Una menzione particolare meritano le due tavole di Cristofano Allori (che l’odierno restauro ha meritoriamente riportato alla vita, arrestando i danni subiti nell’alluvione del 1966), raffiguranti San Benedetto e San Giuliano: esse erano in origine unite a formare la grande pala che schermava le reliquie collocate nell’enorme altare-reliquario della Compagnia e che, grazie ad un meccanismo di corte, poteva essere scenograficamente alzata per la loro ostensione.

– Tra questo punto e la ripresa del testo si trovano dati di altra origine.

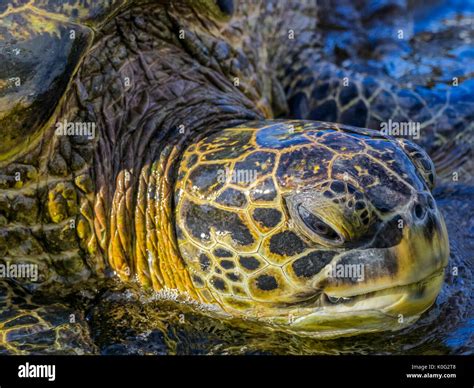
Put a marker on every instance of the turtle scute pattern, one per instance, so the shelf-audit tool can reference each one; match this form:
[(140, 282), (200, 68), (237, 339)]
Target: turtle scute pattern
[(232, 224)]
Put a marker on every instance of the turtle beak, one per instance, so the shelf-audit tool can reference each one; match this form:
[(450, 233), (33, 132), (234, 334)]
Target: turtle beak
[(408, 275), (365, 290)]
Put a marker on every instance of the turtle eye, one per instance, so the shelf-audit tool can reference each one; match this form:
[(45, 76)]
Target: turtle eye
[(318, 226), (226, 6), (421, 160)]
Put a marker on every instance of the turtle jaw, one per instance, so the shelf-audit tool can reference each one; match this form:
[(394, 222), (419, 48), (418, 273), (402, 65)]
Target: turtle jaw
[(382, 299), (392, 308)]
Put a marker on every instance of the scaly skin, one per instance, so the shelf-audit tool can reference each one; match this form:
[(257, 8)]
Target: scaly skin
[(80, 207)]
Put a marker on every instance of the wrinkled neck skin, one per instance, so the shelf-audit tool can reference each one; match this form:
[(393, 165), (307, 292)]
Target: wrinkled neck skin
[(155, 78), (155, 81)]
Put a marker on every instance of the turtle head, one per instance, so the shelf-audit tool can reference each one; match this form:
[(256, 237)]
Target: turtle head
[(313, 226)]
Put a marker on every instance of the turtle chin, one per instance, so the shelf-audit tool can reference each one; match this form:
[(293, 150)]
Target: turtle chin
[(378, 289)]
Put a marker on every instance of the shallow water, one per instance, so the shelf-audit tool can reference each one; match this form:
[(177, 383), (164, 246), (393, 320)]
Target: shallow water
[(121, 322), (127, 321)]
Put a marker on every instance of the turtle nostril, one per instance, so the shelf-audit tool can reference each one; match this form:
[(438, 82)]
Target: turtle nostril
[(419, 211), (431, 203)]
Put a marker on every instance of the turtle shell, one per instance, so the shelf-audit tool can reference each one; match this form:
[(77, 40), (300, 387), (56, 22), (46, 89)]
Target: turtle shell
[(41, 45)]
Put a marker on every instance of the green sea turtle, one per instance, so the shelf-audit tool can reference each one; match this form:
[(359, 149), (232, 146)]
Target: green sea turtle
[(140, 141)]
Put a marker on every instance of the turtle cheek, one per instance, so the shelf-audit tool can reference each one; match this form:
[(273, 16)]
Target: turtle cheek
[(401, 254)]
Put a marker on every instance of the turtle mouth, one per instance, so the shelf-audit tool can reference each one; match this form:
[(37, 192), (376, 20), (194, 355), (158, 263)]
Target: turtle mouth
[(391, 308)]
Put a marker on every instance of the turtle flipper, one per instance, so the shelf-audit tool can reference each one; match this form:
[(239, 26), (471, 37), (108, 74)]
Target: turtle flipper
[(29, 327)]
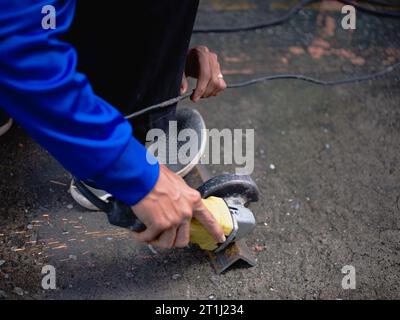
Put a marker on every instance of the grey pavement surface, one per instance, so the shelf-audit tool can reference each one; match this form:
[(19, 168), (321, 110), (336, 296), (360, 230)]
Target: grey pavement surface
[(332, 199)]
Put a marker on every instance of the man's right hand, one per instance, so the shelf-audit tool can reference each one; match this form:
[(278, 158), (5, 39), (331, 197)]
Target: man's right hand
[(167, 210)]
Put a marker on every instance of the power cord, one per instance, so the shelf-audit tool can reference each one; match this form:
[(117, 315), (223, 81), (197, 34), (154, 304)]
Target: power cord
[(297, 8), (250, 82)]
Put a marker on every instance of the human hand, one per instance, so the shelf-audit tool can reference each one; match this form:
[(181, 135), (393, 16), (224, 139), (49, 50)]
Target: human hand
[(203, 65), (167, 211)]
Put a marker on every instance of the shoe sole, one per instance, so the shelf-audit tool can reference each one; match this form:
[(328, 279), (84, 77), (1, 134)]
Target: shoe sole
[(82, 200)]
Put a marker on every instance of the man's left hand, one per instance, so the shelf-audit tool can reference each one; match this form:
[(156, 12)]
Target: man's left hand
[(203, 65)]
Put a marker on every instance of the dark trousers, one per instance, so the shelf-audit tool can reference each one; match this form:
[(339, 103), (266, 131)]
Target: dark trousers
[(134, 55)]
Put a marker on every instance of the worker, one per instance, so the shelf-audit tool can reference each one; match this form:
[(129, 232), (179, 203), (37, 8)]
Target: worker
[(69, 85)]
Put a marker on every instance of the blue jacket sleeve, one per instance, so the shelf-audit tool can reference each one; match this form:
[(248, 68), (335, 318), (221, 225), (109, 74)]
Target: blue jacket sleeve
[(41, 89)]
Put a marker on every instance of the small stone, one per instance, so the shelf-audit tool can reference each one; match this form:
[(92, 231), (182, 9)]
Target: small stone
[(19, 291), (258, 248), (176, 276)]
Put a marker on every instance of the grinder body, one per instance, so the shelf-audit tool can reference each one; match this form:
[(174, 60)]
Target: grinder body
[(234, 218)]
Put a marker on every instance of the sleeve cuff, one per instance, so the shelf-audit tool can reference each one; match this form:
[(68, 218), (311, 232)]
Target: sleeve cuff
[(132, 176)]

La mostra, come il catalogo edito da Sillabe, è a cura di Alessandro Grassi, Michel Scipioni, Giovanni Serafini, ed è promossa dal Ministero dei beni e delle attività culturali e del turismo con il Segretariato regionale del Ministero dei Beni e delle Attività culturali e del turismo della Toscana, la Ex Soprintendenza Speciale per il Patrimonio Storico, Artistico ed Etnoantropologico e per il Polo Museale della città di Firenze, la Soprintendenza Belle Arti e Paesaggio per le Province di Firenze, Pistoia e Prato, il Museo degli Argenti di Palazzo Pitti, e Firenze Musei.